Brexit ruling, services sector and rates freeze offer triple tonic for sterling
Sterling leapt to a three-and-a-half week high against the US dollar after the High Court ruled that Brexit must face a parliamentary vote before Article 50 is triggered.
The pound surged to 1.249 versus the dollar, before paring gains to trade up 1% at 1.243.
Three senior judges ruled that Prime Minister Theresa May does not have the power to use the royal prerogative to push the button on Article 50 of the Lisbon Treaty without the prior authority of Parliament.

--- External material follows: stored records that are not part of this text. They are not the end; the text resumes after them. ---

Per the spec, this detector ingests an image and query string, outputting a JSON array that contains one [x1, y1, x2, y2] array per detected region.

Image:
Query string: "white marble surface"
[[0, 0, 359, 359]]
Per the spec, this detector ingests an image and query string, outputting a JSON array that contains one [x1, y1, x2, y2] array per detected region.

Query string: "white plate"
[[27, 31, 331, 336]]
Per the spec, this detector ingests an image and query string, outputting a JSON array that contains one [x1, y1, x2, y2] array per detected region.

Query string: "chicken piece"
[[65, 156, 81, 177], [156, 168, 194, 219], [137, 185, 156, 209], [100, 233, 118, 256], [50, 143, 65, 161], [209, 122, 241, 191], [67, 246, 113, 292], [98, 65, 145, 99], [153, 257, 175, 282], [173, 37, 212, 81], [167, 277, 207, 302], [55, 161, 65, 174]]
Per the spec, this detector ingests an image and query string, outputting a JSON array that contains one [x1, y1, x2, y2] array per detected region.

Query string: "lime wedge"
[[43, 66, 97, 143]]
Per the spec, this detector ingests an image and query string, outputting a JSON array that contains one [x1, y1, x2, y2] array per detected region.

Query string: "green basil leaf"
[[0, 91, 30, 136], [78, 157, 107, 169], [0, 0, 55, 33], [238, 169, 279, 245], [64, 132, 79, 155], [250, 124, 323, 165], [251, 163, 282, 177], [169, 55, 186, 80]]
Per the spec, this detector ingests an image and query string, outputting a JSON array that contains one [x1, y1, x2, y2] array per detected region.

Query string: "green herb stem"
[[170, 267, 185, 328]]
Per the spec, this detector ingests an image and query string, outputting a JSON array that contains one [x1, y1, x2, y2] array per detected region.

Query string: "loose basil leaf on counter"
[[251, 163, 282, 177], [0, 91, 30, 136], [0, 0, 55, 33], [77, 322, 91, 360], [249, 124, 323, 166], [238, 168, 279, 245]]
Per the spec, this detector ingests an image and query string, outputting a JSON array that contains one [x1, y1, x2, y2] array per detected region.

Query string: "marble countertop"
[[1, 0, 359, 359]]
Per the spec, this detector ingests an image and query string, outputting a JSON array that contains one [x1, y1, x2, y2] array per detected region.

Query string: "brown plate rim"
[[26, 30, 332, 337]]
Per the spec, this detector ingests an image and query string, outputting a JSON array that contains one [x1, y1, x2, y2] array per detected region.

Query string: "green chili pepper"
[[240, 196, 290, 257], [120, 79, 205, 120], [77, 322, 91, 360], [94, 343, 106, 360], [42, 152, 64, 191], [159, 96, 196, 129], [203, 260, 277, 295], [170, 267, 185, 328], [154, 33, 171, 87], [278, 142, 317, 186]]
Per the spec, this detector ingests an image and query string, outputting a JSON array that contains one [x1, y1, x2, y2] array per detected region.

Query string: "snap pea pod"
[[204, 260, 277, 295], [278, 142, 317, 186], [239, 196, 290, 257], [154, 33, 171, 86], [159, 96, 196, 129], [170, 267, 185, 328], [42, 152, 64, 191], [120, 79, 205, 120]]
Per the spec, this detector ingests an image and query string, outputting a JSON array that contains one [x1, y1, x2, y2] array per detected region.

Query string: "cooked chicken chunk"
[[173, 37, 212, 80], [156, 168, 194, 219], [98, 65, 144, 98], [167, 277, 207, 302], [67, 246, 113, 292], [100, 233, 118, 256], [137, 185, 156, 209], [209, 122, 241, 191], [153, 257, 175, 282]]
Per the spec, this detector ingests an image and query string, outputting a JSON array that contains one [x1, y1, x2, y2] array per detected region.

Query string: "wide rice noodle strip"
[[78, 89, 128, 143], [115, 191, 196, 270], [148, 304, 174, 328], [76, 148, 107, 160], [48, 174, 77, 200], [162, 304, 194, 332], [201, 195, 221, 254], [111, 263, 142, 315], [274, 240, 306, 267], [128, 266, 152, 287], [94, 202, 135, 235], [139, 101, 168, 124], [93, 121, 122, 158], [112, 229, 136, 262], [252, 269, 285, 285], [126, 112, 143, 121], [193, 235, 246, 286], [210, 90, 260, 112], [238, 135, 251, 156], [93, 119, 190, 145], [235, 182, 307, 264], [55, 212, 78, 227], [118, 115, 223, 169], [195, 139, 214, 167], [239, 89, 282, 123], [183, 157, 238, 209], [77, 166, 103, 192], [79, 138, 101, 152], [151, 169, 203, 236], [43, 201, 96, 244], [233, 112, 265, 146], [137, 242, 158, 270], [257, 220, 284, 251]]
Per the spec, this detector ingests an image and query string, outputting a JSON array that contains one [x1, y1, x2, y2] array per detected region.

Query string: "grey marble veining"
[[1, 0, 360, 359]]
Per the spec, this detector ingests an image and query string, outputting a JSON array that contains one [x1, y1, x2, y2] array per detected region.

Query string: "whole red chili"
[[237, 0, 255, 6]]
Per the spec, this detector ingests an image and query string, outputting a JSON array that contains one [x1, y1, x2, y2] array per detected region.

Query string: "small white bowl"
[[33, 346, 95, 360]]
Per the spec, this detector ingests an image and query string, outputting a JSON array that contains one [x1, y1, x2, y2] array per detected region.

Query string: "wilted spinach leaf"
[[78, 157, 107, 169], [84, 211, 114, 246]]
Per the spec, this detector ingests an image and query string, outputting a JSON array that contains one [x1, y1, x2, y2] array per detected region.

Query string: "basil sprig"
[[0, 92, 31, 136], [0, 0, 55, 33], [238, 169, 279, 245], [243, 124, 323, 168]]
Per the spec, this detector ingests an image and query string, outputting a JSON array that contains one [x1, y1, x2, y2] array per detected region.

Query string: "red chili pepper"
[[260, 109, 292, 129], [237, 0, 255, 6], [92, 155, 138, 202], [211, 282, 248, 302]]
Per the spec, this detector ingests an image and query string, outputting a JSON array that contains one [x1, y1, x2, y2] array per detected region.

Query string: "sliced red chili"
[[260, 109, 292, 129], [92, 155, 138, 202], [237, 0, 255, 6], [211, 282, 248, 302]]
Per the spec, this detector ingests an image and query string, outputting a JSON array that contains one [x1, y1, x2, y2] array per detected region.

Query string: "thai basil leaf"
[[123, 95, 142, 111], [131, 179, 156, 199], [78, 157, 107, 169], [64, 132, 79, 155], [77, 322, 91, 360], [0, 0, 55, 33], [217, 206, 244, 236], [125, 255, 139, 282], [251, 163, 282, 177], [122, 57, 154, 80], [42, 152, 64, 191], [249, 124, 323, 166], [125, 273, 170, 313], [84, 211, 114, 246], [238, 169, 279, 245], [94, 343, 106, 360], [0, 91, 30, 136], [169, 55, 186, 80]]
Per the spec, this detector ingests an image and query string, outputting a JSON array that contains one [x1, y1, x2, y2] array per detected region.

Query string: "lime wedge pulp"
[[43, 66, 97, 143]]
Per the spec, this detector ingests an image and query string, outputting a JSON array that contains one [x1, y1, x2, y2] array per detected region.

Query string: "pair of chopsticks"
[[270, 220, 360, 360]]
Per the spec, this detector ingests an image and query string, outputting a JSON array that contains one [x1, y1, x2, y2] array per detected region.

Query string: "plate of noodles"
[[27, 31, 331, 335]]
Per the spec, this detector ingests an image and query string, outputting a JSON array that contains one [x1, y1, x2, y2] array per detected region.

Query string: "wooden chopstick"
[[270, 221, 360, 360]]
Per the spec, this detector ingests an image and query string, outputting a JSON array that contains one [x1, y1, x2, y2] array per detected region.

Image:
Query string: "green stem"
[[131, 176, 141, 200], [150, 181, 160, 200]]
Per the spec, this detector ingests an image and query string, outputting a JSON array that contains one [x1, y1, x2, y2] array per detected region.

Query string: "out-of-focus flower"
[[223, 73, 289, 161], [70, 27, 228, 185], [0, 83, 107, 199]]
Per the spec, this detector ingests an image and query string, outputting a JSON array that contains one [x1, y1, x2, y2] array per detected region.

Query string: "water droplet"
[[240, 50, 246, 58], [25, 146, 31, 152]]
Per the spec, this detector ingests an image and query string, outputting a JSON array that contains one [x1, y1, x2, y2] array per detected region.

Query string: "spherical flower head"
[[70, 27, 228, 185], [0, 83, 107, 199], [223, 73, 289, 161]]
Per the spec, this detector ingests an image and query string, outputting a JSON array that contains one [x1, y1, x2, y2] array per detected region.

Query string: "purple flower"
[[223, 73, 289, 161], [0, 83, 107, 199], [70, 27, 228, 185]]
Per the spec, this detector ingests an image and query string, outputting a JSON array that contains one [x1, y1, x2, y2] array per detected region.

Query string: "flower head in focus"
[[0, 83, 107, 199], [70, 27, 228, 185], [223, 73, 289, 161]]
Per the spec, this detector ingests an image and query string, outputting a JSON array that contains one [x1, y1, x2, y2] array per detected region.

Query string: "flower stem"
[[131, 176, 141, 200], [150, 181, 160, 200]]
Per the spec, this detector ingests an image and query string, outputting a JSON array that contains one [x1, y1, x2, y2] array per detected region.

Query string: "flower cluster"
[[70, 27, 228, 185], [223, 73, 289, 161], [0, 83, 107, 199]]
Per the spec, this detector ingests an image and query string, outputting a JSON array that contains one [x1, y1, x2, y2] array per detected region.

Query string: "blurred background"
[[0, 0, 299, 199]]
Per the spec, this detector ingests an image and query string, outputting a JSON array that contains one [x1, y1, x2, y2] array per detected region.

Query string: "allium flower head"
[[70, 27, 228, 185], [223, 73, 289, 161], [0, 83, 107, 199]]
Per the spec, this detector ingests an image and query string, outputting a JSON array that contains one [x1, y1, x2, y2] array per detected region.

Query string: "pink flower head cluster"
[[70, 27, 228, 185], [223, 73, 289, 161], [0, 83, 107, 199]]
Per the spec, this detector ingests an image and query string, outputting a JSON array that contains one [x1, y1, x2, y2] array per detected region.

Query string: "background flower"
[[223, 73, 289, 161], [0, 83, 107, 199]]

Sterling also climbed 1% against the euro to 1.120, despite the Government's immediate announcement that it would appeal against the decision at the Supreme Court.
Kathleen Brooks, head of research at City Index, said the ruling had pushed the pound to its highest level since the flash crash last month.
"This decision has increased the uncertainty around the UK's decision to leave the EU.
"While normally uncertainty is bad for the markets, this time it is good for the pound."
T he landmark ruling was part of a triple tonic for sterling, which was buoyed by better-than-expected data from the services sector and the Bank of England's decision to keep interest rates on hold.
The Bank's Monetary Policy Committee voted unanimously in favour of keeping rates at 0.25% , but warned that tough times were still ahead with lagging growth and an expected jump in inflation to 2.7% next year.
The update from the Bank came after it was revealed that output in Britain's powerhouse services sector rose last month despite costs climbing at their fastest pace for more than five years.
The closely watched Markit/CIPS services purchasing managers' index (PMI) hit 54.5 in October, up from 52.6 in September and above economists' expectations of 52.5.